Analysis: Risk of global recession falls substantially


Asia Pacific, Middle East, Africa lead the world’s growth


After global growth exceeded expectations in 2023, businesses’ perceived probability of a global recession has fallen substantially in 2024, according to Oxford Economics data.


Oxford’s global risk survey in January showed a recession probability of 7.2% — less than half of what it was in October 2023.



“That links to broader economic data that show that in some markets growth has been stronger than expected,” Oxford Economics Director of EMEA Macro Consulting Graeme Harrison said in a mid-February presentation to Grant Thornton International personnel on current macroeconomic conditions.





Some regions are lagging


While the outlook for global real GDP growth in 2024 remains above 2%, the growth rate is expected to be a few tenths of a percentage point slower than in 2023. That’s mostly due to conditions in the Eurozone, the UK and Latin America, all of which are expected to produce real GDP growth of less than 1%, lagging behind the rest of the world.

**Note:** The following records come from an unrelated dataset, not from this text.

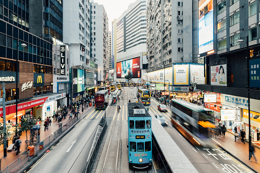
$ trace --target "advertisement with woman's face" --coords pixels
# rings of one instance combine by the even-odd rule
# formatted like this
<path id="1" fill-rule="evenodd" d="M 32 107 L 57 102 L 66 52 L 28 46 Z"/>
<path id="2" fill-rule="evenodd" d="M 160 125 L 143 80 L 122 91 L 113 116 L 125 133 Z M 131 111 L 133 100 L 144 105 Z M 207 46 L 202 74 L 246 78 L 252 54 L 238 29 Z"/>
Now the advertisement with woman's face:
<path id="1" fill-rule="evenodd" d="M 211 85 L 226 86 L 226 64 L 212 66 L 211 68 Z"/>

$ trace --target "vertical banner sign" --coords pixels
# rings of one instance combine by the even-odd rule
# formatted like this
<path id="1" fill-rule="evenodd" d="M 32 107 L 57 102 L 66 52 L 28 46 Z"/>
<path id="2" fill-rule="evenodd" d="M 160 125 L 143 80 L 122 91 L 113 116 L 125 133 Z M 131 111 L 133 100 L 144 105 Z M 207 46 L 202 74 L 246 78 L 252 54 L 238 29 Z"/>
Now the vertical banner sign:
<path id="1" fill-rule="evenodd" d="M 60 45 L 60 75 L 66 76 L 66 45 Z"/>

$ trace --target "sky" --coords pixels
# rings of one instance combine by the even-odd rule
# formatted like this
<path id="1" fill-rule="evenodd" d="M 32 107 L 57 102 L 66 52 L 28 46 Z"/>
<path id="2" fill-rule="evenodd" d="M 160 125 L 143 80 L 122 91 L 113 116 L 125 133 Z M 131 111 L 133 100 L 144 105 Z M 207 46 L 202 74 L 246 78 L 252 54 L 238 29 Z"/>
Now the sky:
<path id="1" fill-rule="evenodd" d="M 108 17 L 109 30 L 112 30 L 111 23 L 119 17 L 127 9 L 128 5 L 136 0 L 94 0 L 99 5 L 103 5 Z"/>

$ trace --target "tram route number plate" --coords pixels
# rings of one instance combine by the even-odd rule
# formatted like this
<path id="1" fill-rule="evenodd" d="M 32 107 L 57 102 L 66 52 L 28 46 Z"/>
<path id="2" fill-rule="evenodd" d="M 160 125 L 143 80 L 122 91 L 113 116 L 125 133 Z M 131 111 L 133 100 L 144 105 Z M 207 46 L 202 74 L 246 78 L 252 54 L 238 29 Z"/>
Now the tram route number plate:
<path id="1" fill-rule="evenodd" d="M 134 115 L 142 115 L 145 114 L 145 109 L 134 109 Z"/>

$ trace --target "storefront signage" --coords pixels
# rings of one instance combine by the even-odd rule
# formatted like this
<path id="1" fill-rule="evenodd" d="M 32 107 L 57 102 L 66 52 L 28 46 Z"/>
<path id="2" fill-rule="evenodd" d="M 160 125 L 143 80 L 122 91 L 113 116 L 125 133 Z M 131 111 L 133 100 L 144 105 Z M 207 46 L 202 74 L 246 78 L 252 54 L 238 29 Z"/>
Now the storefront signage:
<path id="1" fill-rule="evenodd" d="M 207 103 L 216 102 L 217 98 L 216 94 L 204 94 L 204 102 Z"/>
<path id="2" fill-rule="evenodd" d="M 220 112 L 220 107 L 222 107 L 222 105 L 220 104 L 214 104 L 210 103 L 205 103 L 205 107 L 208 109 L 211 109 L 216 112 Z"/>
<path id="3" fill-rule="evenodd" d="M 235 121 L 236 109 L 221 109 L 220 115 L 222 121 Z"/>
<path id="4" fill-rule="evenodd" d="M 174 65 L 174 85 L 189 84 L 189 65 Z"/>
<path id="5" fill-rule="evenodd" d="M 33 87 L 33 81 L 31 82 L 29 81 L 26 83 L 24 83 L 22 86 L 22 88 L 21 91 L 23 92 L 26 89 L 31 88 Z"/>
<path id="6" fill-rule="evenodd" d="M 66 75 L 66 45 L 60 45 L 60 75 Z"/>
<path id="7" fill-rule="evenodd" d="M 212 66 L 210 68 L 211 85 L 227 86 L 227 65 Z"/>
<path id="8" fill-rule="evenodd" d="M 260 59 L 249 60 L 250 87 L 260 88 Z"/>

Canada, where consumer spending is getting hammered by the dual blows of mortgage payment hikes and persistent inflation, is also weathering economic struggles. Meanwhile, Asia Pacific, the Middle East and Africa are forecasted to lead the world’s real GDP growth this year, with the United States close behind. Surprising resilience in the U.S. economy played a major role in the better-than-expected global growth results for 2023.


Oxford’s analysis also shows that:

  • Although inflation has fallen substantially from the historic highs of 2022 and early 2023, interest rate reductions are expected to be gradual, beginning around the middle of 2024.
  • Real export growth (excluding oil) is expected to be tepid in the United States, China, Japan and the UK this year as global trade will remain sluggish.
  • Industrial production is expected to outpace broader economic growth in 2024 as it catches up with the wider economy after lagging in 2022 and 2023.

The Oxford forecast mirrored the sentiments expressed by U.S. finance leaders in Grant Thornton’s CFO survey for the fourth quarter of 2023. In that survey, CFOs expressed surging confidence in supply chain functions, cost controls and meeting labor needs at a time when stock markets in the United States were also experiencing an upswing.


As economies build on that confidence, Harrison said growth will be stronger in the second half of 2024, with inflation continuing to decrease and interest rate cuts beginning. He expects inflation to fall back toward target rates of approximately 2% around the end of 2024.


“It will take interest rates longer to come back down toward previous low levels,” he said. “Central banks will exert quite a bit of caution, but still, it’s positive that we think interest rates have now peaked and will come down sooner than we had predicted six months ago.”




An upbeat outlook


Oxford data shows that labor markets remain tight, particularly in advanced economies, with low unemployment and large numbers of job openings. But Harrison said wage growth pressures should ease as general inflation numbers continue to fall.


The fairly strong predictions for the world economy come with a few caveats. First, if interest rate reductions don’t commence, a lengthy period of high rates could put a freeze on credit and spark several years of meager growth. Second, escalated tensions in the Middle East or between China and Taiwan could trigger consequences ranging from an oil price spike to trade and technological barriers against China that could have serious global economic consequences.


Conflict in the Middle East already is causing uncertainty in the oil price outlook and an uptick in freight rates as attacks on commercial vessels in the popular Red Sea corridor through the Suez Canal have disrupted shipping. An Oxford chart shows that an alternate route — around the Cape of Good Hope on the southern tip of Africa — can take up to two weeks longer for a typical shipping journey from Shanghai to Rotterdam.


Nonetheless, Oxford predicts that the Red Sea attacks are unlikely to severely disrupt efforts to curb inflation in Europe. And globally, Oxford’s outlook for growth is optimistic, particularly for the second half of the year.


“Generally, it’s quite an upbeat outlook for 2024,” Harrison said, “much stronger than anybody predicted before.”